Handling Video Output

Videos are returned as base64-encoded data URIs in the format:
data:video/mp4;base64,AAAIGZ0...
Decoding and saving:
# Python
import base64

# Extract base64 data (remove data URI prefix)
video_data = response.video_url.split(',')[1]

# Decode and save
with open('video.mp4', 'wb') as f:
    f.write(base64.b64decode(video_data))
// TypeScript/Node.js
import fs from 'fs';

// Extract base64 data
const base64Data = response.video_url.split(',')[1];

// Decode and save
const videoBuffer = Buffer.from(base64Data, 'base64');
fs.writeFileSync('video.mp4', videoBuffer);
// Browser JavaScript
// Create download link
const link = document.createElement('a');
link.href = response.video_url;
link.download = 'generated_video.mp4';
link.click();
Why base64?
  • Ensures reliable transmission over HTTP
  • No need for separate file hosting
  • Immediate availability
  • Simplified API response structure
File sizes:
  • 720p: ~1-3MB for 8 seconds
  • 1080p: ~2-5MB for 8 seconds
  • Depends on complexity and motion

Important Notes

Generation Time: Video generation is computationally intensive.
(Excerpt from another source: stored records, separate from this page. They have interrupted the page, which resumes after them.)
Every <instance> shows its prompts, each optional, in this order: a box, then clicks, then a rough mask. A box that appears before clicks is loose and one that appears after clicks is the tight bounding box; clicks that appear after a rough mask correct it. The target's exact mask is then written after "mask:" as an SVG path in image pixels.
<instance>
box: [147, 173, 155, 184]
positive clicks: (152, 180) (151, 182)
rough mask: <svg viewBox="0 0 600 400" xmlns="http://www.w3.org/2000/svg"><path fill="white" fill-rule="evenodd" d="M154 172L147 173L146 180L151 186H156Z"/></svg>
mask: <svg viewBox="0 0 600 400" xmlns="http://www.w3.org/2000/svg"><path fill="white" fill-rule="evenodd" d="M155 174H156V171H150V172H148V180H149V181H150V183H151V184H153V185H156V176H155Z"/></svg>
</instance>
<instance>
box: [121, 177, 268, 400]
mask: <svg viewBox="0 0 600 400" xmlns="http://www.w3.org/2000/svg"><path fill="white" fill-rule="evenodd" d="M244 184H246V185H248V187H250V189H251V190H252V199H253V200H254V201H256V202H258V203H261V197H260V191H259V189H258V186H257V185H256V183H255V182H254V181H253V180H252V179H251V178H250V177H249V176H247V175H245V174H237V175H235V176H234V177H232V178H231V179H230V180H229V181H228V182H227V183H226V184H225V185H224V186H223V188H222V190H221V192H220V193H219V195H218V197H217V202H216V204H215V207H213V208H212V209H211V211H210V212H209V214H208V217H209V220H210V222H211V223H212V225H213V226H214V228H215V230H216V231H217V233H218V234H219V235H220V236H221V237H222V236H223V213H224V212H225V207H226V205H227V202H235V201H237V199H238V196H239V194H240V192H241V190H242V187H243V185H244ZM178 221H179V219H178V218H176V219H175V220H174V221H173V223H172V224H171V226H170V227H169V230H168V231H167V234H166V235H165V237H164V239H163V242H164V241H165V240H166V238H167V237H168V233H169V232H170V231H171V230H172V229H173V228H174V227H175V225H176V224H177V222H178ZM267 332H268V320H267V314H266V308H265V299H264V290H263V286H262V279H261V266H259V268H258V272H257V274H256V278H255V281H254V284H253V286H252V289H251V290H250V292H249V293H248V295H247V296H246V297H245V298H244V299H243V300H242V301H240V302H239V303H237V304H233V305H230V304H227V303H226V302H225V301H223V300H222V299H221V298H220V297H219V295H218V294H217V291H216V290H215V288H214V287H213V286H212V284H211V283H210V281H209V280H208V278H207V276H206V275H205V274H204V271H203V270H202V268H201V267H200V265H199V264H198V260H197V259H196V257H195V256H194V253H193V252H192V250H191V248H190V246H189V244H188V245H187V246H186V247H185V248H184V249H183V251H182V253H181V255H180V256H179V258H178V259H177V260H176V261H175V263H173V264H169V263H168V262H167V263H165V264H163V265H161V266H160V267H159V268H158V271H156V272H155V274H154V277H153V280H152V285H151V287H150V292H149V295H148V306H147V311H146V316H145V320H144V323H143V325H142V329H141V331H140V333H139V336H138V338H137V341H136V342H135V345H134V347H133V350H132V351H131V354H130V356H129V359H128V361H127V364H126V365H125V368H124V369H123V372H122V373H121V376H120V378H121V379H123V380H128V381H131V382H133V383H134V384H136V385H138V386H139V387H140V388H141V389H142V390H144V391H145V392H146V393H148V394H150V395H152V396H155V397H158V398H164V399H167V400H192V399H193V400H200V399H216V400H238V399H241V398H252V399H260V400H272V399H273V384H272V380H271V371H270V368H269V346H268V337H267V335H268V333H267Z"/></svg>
Expect 1-10 minutes depending on:
  • Resolution requested
  • Scene complexity
  • Current server load
  • Whether using image-to-video
Implement appropriate timeout handling (suggest 15-minute timeout). Content Policy: Videos must comply with content policies. Inappropriate content will be rejected. Limitations:
  • Video length: Fixed at 8 seconds
  • No audio generation (silent videos)
  • Best results with natural phenomena and simple motions
  • Complex human actions may not be photorealistic
Rate Limits: Video generation has strict rate limits due to computational cost. Contact support for enterprise quotas.

Response

{
  "success": true,
  "video_id": "operation_abc123",
  "video_url": "data:video/mp4;base64,AAAIGZ0...",
  "status": "completed",
  "duration": 8
}
Note: Generation takes 1-10 minutes. Videos are 8 seconds long. The video_url is a base64 data URI—extract and decode to save as MP4 file.